Dès 1732 apparaissent des salles à manger, répondant ainsi au besoin d’intimité de Louis XV. Au troisième étage, on crée celle d’été, à peu près au-dessus du Cabinet des Perruques (situé deux étages en-dessous donc) et entourée de terrasses. En 1735 sont installés les premières tables « servantes », créées pour contenir les plats et bouteilles, ce qui limite le personnel dans la pièce. La salle à manger d’hiver est créée au deuxième étage en 1735. Elle fait l’angle de la Cour de Marbre et de la Cour Royale, au bout de la Petite Galerie, avant d’être déplacée en 1738 au-dessus de la Pièce des Chiens, rognant ainsi sur l’espace de sa Bibliothèque. Ces salles sont toujours accompagnées d’une pièce des Buffets (pour les invités qui dînent debout), d’un Cabinet de Jeux d’après souper et d’un Petit Cabinet particulier, ce qui nécessite beaucoup de place. L’installation de ces pièces demande ingéniosité et créativité. En 1745, la Salle à manger d’été et la Pièce des Buffets disparaissent pour laisser leur place aux Bains du Roi. Il semble alors que Louis XV utilisait uniquement la salle à manger du deuxième étage. C’est en 1751 que réapparaissent deux Salles à manger différentes. Au premier étage, là où étaient les Bains, Louis XV en installe une nouvelle (à droite de la Pièce des Chiens durant notre « visite » virtuelle) avec sa pièce des Buffets. Juste au-dessus et créée la même année se trouve la seconde, à la place de la Grande Pièce de la Bibliothèque. En 1756, cette salle disparaît, remplacée par une cuisine. En 1753, Madame Adélaïde arrive au premier étage, sa suite s’installe au deuxième. Poussé dans ses retranchements, Louis XV fait déplacer les pièces de sa Bibliothèque en 1763, au-dessus du Cabinet du Conseil, là où, on l’a vu, étaient les Bains qui ont, par conséquent, changé de place et d’étage.

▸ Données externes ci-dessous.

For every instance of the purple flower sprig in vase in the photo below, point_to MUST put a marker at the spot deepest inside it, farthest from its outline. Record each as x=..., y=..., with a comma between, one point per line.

Le long de la Cour de Marbre, au-dessus de la Chambre de Louis XV et du Salon de la Pendule, se trouve la Petite Galerie du Roi, qui sert de salon de jeux pour après les petits-soupers de retour de chasse. En 1738, la Galerie s’agrandit, empiétant sur une Salle à manger qui fait l’angle de la Cour Royale et qui devient alors le Cabinet de la Petite Galerie. En 1768, cette Galerie est divisée en deux pièces qui sont attribuées à la Dauphine Marie-Josèphe de Saxe puis à Mme du Barry. Le Cabinet qui y est collé, un temps attribué à Mme de Mailly, va devenir un Salon des Jeux, puis encore une Salle à manger avant d’être à son tour intégré à l’appartement de Mme du Barry.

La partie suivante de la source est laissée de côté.